Gay Talese foi articulista do The New York Times
Mal terminei o livro, abri-me para outro igualmente fascinante. Sabe a sensação do “não li, já gostei”? Pois é, foi assim com “O Voyeur” de Gay Talese, o inventor do jornalismo literário. E a história é para quem não teme rasgos moralistas. As aventuras de um personagem, que existe na vida real, garantem o tom de reportagem do premiado autor que revela um tal senhor Gerald Foos, personagem que, por 25 anos, “observou” o comportamento de hóspedes de um motel no estado do Colorado, cuidando de anotações sobre as atividades sexuais dos frequentadores. Construído um posto secreto de observação secretíssimo, manteve um diário que enviou a Talese, então articulista do The New York Times. E que histórias registrou! Todas com boa pitada de pretensão científica, pois dizia-se pesquisador do comportamento humano, porém, com uma variante inexorável: via a intimidade das pessoas sem que elas soubessem. Mas não é só “sacanagem” que intriga neste livro. Talese retraçou a biografia de Foos, revelando um personagem único e apaixonante.
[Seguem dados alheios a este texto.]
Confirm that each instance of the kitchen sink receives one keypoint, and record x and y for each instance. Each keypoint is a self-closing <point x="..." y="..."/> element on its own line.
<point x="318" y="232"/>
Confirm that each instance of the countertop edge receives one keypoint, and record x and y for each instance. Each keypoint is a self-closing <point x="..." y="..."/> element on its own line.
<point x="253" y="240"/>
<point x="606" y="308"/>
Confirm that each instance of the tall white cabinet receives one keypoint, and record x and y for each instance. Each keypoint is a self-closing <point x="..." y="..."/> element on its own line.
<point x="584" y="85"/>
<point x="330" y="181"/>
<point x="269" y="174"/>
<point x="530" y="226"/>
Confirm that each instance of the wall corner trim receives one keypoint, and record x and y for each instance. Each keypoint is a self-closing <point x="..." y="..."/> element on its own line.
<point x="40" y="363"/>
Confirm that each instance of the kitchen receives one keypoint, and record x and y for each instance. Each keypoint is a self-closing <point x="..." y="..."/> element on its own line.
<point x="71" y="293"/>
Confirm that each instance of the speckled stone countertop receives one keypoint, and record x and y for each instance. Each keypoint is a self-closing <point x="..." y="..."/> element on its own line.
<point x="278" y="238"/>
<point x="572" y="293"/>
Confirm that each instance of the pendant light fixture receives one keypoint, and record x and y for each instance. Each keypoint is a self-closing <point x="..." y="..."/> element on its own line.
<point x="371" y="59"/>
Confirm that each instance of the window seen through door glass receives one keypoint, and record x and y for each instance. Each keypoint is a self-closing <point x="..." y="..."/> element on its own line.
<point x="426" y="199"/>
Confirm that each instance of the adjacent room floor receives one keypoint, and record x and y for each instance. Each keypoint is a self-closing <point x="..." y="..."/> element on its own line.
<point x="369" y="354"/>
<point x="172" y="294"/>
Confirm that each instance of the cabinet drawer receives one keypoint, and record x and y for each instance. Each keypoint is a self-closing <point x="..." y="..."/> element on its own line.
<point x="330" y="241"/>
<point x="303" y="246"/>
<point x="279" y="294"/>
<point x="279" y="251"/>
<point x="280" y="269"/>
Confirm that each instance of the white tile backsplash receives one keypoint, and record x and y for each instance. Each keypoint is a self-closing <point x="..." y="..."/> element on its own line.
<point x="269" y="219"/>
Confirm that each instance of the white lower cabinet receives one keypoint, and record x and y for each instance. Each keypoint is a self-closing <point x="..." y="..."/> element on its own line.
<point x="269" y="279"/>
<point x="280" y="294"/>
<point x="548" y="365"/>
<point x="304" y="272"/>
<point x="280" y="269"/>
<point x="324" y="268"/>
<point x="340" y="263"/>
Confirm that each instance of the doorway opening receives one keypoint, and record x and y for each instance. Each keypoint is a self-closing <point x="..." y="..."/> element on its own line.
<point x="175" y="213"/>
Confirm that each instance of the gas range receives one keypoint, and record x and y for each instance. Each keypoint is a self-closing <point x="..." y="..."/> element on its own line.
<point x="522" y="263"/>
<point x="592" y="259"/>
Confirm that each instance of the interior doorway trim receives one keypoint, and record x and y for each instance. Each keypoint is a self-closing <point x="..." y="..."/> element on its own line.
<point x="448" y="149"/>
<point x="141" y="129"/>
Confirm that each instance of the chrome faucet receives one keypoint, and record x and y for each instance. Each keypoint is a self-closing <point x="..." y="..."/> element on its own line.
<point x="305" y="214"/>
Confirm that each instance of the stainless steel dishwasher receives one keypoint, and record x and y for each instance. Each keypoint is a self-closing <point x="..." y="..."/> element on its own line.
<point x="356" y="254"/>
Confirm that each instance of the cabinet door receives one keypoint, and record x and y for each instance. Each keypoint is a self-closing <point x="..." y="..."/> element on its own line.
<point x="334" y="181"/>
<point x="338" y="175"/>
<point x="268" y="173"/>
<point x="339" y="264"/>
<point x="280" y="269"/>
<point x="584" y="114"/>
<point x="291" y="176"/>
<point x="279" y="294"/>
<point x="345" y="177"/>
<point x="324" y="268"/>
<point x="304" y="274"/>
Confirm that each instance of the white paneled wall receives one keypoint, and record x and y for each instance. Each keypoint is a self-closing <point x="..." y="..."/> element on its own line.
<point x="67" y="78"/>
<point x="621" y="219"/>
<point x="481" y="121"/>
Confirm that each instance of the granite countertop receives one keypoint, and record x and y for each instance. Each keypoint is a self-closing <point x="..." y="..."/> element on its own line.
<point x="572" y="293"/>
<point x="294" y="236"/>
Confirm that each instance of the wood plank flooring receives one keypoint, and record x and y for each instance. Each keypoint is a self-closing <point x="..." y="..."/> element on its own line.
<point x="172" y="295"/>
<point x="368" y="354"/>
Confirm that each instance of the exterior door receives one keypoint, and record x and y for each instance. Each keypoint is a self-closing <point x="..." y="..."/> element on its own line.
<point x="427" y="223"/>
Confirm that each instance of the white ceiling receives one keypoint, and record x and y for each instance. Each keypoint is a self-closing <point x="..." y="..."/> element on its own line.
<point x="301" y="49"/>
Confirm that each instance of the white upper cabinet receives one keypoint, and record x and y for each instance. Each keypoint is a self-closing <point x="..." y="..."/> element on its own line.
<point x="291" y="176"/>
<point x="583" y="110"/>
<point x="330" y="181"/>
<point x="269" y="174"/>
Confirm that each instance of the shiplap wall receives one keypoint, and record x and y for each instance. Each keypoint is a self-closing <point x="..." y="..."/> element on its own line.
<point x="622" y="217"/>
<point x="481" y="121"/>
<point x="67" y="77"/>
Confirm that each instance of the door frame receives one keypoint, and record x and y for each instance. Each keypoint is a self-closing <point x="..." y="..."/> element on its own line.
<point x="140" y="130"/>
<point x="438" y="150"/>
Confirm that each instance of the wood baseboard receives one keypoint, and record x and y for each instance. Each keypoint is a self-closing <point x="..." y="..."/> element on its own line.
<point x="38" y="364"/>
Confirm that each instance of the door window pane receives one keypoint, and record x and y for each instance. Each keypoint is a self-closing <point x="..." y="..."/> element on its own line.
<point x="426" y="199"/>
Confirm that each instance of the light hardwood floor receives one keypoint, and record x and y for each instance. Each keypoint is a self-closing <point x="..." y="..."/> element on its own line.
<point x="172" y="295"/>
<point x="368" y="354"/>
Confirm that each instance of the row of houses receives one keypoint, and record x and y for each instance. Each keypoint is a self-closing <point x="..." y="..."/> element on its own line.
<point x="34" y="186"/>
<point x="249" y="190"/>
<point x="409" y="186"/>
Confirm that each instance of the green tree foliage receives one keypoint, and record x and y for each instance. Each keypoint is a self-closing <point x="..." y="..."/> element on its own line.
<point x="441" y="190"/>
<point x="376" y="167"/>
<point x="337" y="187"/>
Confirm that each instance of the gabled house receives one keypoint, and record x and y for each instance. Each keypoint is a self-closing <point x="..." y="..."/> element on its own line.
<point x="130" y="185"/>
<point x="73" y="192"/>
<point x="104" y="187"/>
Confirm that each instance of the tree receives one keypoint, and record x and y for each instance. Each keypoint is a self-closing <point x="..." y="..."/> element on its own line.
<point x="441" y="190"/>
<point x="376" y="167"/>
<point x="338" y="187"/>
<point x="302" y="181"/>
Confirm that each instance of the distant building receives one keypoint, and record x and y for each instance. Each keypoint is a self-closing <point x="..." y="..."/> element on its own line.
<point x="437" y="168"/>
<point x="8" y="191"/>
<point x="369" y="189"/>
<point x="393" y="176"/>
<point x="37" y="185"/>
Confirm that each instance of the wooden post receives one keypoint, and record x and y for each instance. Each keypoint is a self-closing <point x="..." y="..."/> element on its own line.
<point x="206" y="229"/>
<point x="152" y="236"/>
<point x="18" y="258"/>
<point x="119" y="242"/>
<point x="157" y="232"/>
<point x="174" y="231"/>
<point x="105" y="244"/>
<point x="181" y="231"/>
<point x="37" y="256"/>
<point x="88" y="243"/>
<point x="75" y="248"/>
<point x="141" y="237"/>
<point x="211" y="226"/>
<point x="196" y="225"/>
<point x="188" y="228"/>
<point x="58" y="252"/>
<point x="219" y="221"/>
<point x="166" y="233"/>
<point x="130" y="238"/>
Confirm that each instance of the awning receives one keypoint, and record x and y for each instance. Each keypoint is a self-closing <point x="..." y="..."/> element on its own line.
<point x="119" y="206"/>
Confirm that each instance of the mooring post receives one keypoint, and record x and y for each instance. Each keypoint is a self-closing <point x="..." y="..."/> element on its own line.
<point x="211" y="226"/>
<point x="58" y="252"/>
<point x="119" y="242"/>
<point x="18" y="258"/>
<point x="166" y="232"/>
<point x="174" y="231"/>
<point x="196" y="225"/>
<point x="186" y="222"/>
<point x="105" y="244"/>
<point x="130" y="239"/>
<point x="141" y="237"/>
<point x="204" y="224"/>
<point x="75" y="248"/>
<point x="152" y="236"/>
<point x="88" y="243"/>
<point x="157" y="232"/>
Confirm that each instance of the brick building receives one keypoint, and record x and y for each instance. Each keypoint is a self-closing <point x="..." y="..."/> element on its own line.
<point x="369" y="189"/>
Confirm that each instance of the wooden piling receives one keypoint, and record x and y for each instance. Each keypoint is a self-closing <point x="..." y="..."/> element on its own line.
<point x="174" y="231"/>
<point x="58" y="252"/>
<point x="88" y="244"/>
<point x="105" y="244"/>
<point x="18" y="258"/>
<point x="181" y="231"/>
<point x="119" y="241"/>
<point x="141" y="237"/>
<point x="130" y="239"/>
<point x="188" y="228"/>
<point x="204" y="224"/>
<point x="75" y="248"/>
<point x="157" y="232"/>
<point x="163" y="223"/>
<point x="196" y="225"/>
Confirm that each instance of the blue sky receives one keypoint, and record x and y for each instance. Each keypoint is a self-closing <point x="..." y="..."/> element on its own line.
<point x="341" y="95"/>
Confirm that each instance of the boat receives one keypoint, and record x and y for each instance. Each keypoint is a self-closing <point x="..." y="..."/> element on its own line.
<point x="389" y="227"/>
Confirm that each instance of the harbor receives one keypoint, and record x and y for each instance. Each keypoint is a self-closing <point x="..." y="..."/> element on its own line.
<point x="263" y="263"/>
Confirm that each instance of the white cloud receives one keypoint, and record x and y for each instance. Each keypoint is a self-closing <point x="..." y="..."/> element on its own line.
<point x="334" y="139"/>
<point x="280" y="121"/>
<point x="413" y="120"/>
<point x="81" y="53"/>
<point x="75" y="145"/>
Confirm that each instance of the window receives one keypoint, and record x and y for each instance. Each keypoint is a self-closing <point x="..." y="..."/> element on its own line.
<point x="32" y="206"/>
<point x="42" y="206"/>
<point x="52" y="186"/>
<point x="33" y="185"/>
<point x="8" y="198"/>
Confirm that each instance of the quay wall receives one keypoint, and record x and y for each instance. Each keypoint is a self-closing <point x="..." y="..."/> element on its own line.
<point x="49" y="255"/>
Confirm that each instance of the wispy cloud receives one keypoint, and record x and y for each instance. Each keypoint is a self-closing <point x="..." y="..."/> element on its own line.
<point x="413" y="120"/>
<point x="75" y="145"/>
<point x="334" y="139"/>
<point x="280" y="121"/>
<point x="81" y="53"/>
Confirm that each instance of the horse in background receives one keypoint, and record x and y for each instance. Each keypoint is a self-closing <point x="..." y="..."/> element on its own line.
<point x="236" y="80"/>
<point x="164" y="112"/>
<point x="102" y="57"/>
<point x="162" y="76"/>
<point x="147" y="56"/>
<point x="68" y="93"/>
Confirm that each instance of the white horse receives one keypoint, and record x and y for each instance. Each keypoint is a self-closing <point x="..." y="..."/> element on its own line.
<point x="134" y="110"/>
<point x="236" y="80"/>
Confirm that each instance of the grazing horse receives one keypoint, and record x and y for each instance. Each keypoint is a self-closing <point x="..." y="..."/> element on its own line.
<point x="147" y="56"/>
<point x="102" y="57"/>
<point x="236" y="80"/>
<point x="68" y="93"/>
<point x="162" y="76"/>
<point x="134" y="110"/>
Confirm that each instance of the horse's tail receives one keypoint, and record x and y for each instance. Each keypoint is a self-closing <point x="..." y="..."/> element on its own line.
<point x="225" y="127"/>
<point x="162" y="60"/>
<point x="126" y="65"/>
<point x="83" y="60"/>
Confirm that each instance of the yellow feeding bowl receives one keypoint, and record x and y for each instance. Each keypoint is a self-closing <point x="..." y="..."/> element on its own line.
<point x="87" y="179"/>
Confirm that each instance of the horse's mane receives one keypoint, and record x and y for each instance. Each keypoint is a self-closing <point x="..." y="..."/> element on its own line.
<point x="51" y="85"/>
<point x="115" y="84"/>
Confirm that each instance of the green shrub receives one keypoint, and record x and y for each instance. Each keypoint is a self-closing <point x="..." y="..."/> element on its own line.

John Colapinto escreveu “Quase autor”
Deste passei a um terceiro livro intitulado “Quase autor”. Devo dizer que depois das leituras anteriores achava que nada superaria meu deleite. Engano cruel. Eis que o texto assinado por John Colapinto me captou desde as primeiras páginas. E como! O livro surpreende o leitor a cada página, tirando o fôlego pela sucessão de fatos incríveis. O relato conta as peripécias de Cal Cunningram, jovem que, pretendendo ser escritor, mudara-se para New York onde dividia apartamento com um colega, Stwart, estranhíssimo estudante de Direito, também obcecado por Literatura. Buscando histórias reais, Cal revelava ao confidente o uso da cidade como uma espécie de laboratório para eventual trama, mas, no entanto, a frustração se lhe abateu depois de dois anos sem conseguir produzir uma página. Foi assim que um dia, meio que por acaso, aproveitou que o companheiro deixara o computador ligado e resolveu mexer em seus escritos, e eis a grande revelação: Stwart havia redigido um excelente romance, contando as loucuras sexuais que ele, Carlo, lhe confidenciava. Não bastasse, por coincidência, o Stwart morre atropelado naquele mesmo dia. A continuidade dos acontecimentos autorizou Cal a oferecer o livro para uma editora que faz dele estrondoso sucesso. Tudo corria bem quando já rico, no auge da fama, lhe aparece uma desconhecida, namorada do falecido, que detinha os originais do livro. Pronto, o problema estava criado. Pressionado, restava a Cal resolver a questão que impulsionou o fraudador a pensar em matar a concorrente. Não vou contar o final da história, mas não posso de deixar de recomendar a leitura.
O que aprendi com esta viagem? Muito! E, mesmo para quem não está viajando, sugiro usar as três indicações como passagem para uma viagem inesquecível.